Se sentía como una boya soltada de su amarre: antes, un indicador sólido y fundamental de bajíos y corrientes peligrosas; ahora, a la deriva y vulnerable. No sabía muy bien qué pensar de la visita al doctor Lewis. Tal vez había avanzado algo, pero no estaba seguro. No se sentía más próximo a lograr encontrar su relación con el hombre que le amenazaba que antes de haber viajado río arriba. Después, pensándolo mejor, se dio cuenta de que eso no era cierto. El problema era que tenía alguna clase de bloqueo entre él y el recuerdo adecuado. La paciente correcta, la relación correcta parecía estar fuera de su alcance, por mucho que alargara la mano hacia ella.

Había algo de lo que estaba seguro: todo lo que había logrado en la vida era irrelevante.

El error que había cometido, origen de la cólera de Rumplestiltskin, se situaba en sus inicios en el mundo de la psiquiatría y el psicoanálisis. Se situaba justo en el momento en que había abandonado el difícil y frustrante trabajo de tratar a los necesitados y se había dirigido hacia los más inteligentes y adinerados: los ricos neuróticos, como un colega suyo solía llamar a sus pacientes. Los hipocondríacos.

Admitirlo le enfureció. Los hombres jóvenes cometen errores, eso es inevitable en cualquier profesión. Ahora ya no era joven y no cometería el mismo error, fuera cual fuese. La idea de que le siguieran considerando responsable de algo que había hecho hacía más de veinte años y de una decisión similar a las que tomaban decenas de otros médicos en las mismas circunstancias le sacaba de quicio. Lo encontraba injusto y nada razonable. Si no hubiera estado tan afectado por todo lo ocurrido, podría haber visto que en esencia su profesión se basaba más o menos en el concepto de que el tiempo sólo agrava las heridas de la psique. Reconduce estas heridas, pero nunca las cura.

Al otro lado de la ventanilla, el río fluía. No sabía cuál debería ser su siguiente paso, pero había algo de lo que estaba seguro: quería regresar a su casa, quería estar en un lugar seguro, aunque sólo fuera un rato.

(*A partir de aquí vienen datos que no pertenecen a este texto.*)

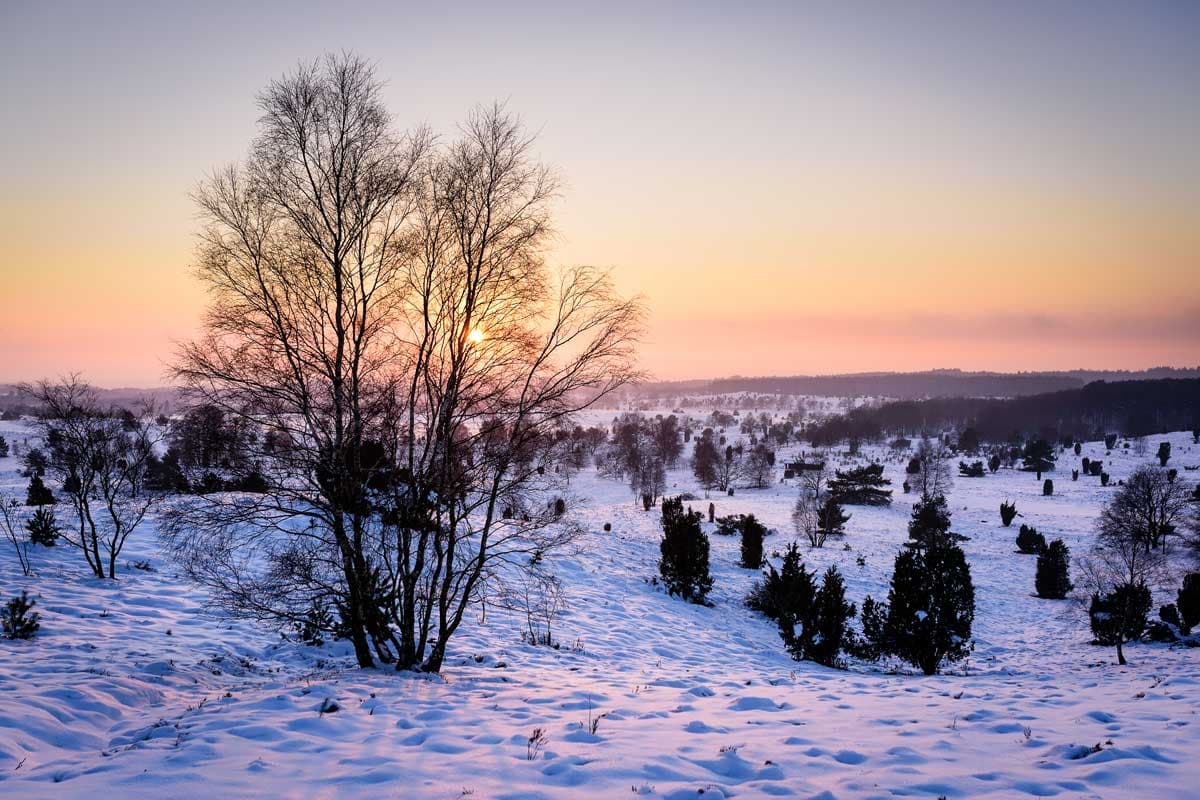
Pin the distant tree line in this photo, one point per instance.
(1135, 408)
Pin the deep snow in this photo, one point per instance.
(132, 687)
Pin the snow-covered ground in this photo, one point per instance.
(133, 690)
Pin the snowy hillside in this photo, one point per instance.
(133, 690)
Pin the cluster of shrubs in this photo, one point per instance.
(751, 531)
(925, 621)
(18, 620)
(975, 469)
(1181, 618)
(166, 474)
(814, 621)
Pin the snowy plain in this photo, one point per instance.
(135, 689)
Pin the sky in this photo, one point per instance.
(792, 187)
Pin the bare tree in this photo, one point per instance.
(383, 313)
(1149, 509)
(807, 511)
(1120, 565)
(933, 475)
(11, 515)
(100, 457)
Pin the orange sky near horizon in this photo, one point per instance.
(790, 193)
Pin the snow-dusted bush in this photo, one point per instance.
(1030, 541)
(1120, 615)
(39, 494)
(930, 522)
(831, 623)
(1188, 602)
(927, 620)
(751, 541)
(17, 618)
(43, 528)
(1053, 579)
(684, 547)
(786, 593)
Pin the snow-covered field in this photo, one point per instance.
(133, 690)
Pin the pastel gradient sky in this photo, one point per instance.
(793, 187)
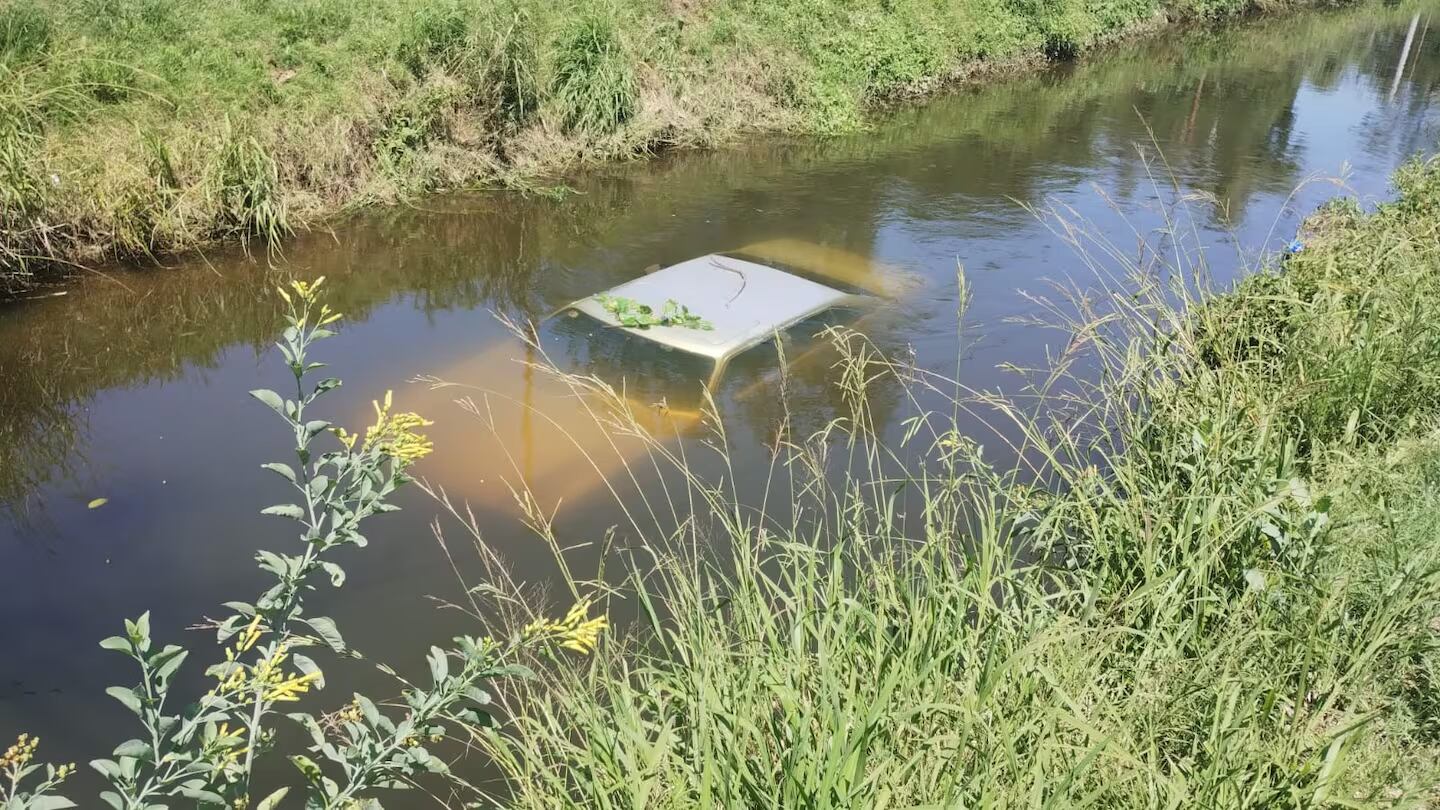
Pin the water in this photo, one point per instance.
(130, 386)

Siguió mirando por la ventanilla todo el viaje, casi en trance. En las distintas paradas, apenas alzó los ojos o se movió en su asiento. La última parada antes de la ciudad era Croton-on-Hudson, a unos cincuenta minutos de la estación Pennsylvania. El vagón seguía vacío en un noventa por ciento, con muchos asientos libres, así que a Ricky le sorprendió que otro pasajero se sentara a su lado, dejándose caer en el asiento con un ruido sordo.

Se volvió de golpe, asombrado.

—Hola, doctor —le saludó el abogado Merlin—. ¿Está libre este asiento?